Al Wasat’s existence was important for Bahrain democratically, politically, socially and psychologically. There were many mistakes made, probably due to the leniency of its administration, which gave the impression that it was inciting extremism.
What is the solution to the current crisis?
I believe that the crisis started with one mistake and ended with two. The first mistake started when clashes with protesters resulted in two deaths. The Crown Prince described this mistake as a tragedy and a day of mourning was declared. The moderate opposition made a mistake when it wasted time by refusing to enter dialogue with the government. The crisis ended with a catastrophic mistake when the opposition decided to move the protests from the Lulu Roundabout to besieging Government buildings, setting up road blocks and trying to impose civil disobedience.
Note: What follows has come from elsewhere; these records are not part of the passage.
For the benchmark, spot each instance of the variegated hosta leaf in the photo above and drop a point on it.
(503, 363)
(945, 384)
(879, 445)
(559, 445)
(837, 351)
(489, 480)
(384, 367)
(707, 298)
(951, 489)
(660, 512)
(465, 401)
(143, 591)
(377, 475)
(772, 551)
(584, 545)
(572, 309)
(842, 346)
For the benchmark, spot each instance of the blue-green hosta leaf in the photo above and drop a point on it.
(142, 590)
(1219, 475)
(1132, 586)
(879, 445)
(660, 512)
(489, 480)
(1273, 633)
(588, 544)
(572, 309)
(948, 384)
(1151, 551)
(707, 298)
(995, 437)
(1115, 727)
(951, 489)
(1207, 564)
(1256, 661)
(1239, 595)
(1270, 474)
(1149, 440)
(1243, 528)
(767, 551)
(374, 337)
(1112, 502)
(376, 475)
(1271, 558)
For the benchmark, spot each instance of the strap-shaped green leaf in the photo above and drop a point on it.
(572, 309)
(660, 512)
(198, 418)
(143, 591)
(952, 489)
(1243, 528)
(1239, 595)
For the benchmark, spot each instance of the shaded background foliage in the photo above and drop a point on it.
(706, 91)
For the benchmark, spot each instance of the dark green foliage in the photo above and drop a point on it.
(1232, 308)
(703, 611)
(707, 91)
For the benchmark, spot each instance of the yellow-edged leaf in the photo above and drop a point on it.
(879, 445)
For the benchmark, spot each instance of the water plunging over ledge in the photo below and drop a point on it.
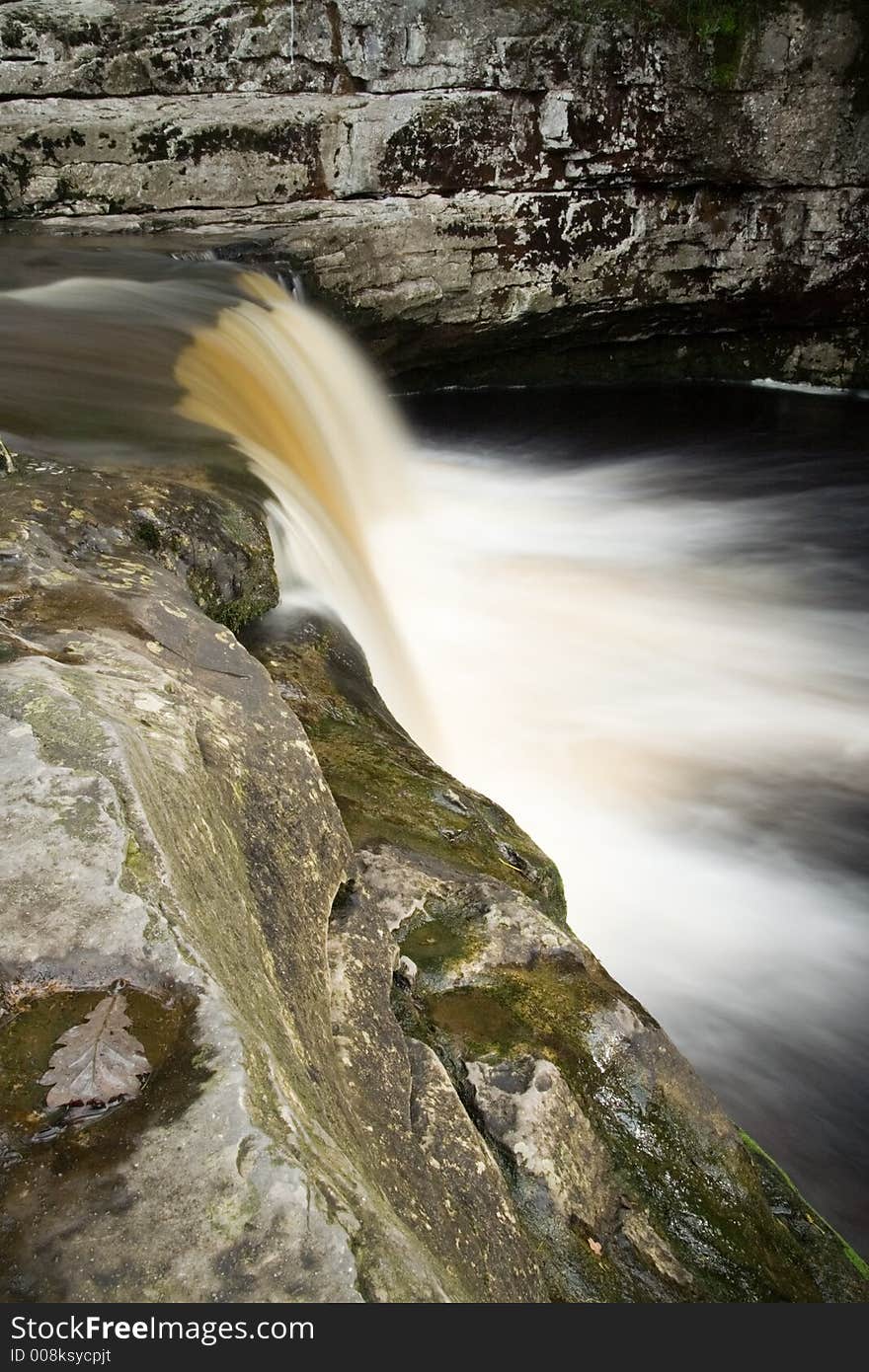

Investigations should take place and those responsible for the first and third mistake should be held to account. The second mistake can be solved by returning to dialogue, which is based on the principles that were put forward by the Crown Prince. A new political system is required and should be based on three principles: Constitutional∕Consensual∕Monarchy. Consensual solutions bring about justice and will help fulfil the demands of all the parties, but compromise is required. Dialogue alone will not satisfy the demands of all parties.
Why did the opposition reject dialogue, when the Government openly promised more political reform?
There were many reasons for rejecting dialogue including: absence of trust between the Government and the opposition; the opposition’s fear that dialogue will not meet their minimum demands so they set many difficult pre-conditions. Another reason was that the opposition was divided and the extremists took control. The third reason is the emergence of the Sunni street as a new player in the politics of the country. The Sunni street was fearful of the results of dialogue, which could negatively affect its interests. Therefore, there is need for a political consensus with regards to reforms.
What do you mean by a Constitutional and Consensual Monarchy?
It is a political system based on the 1971 referendum and the 2001 National Action Charter, the system is a constitutional monarchy where the Royal Family plays a pivotal role in the political life of the country. The Royal Family should preserve the social and political balance and take into consideration the interest of all segments of society regardless of their affiliation. The royal family should be a neutral force in politics.
Also, consensus should be built around reforming and structuring the political system through dialogue and according to the seven principles laid out by the Crown Prince. The consensus must be between the Shia and Sunni. All diverse societies need a consensus between their major components. The issue is not only about political reform but about the participation of all groups in society. The outcome of the political reform will only succeed if the interests of all groups are protected and they feel reassured.
A stable political system cannot be built when it ignores the concerns of both sects. Parties can make any demands, but at the end of the day all parties must agree on those demands, which reflect interests of the majority of the citizens and illustrate the diversity of society, so that everyone feels that they have contributed in building their future and that no solutions were imposed on them.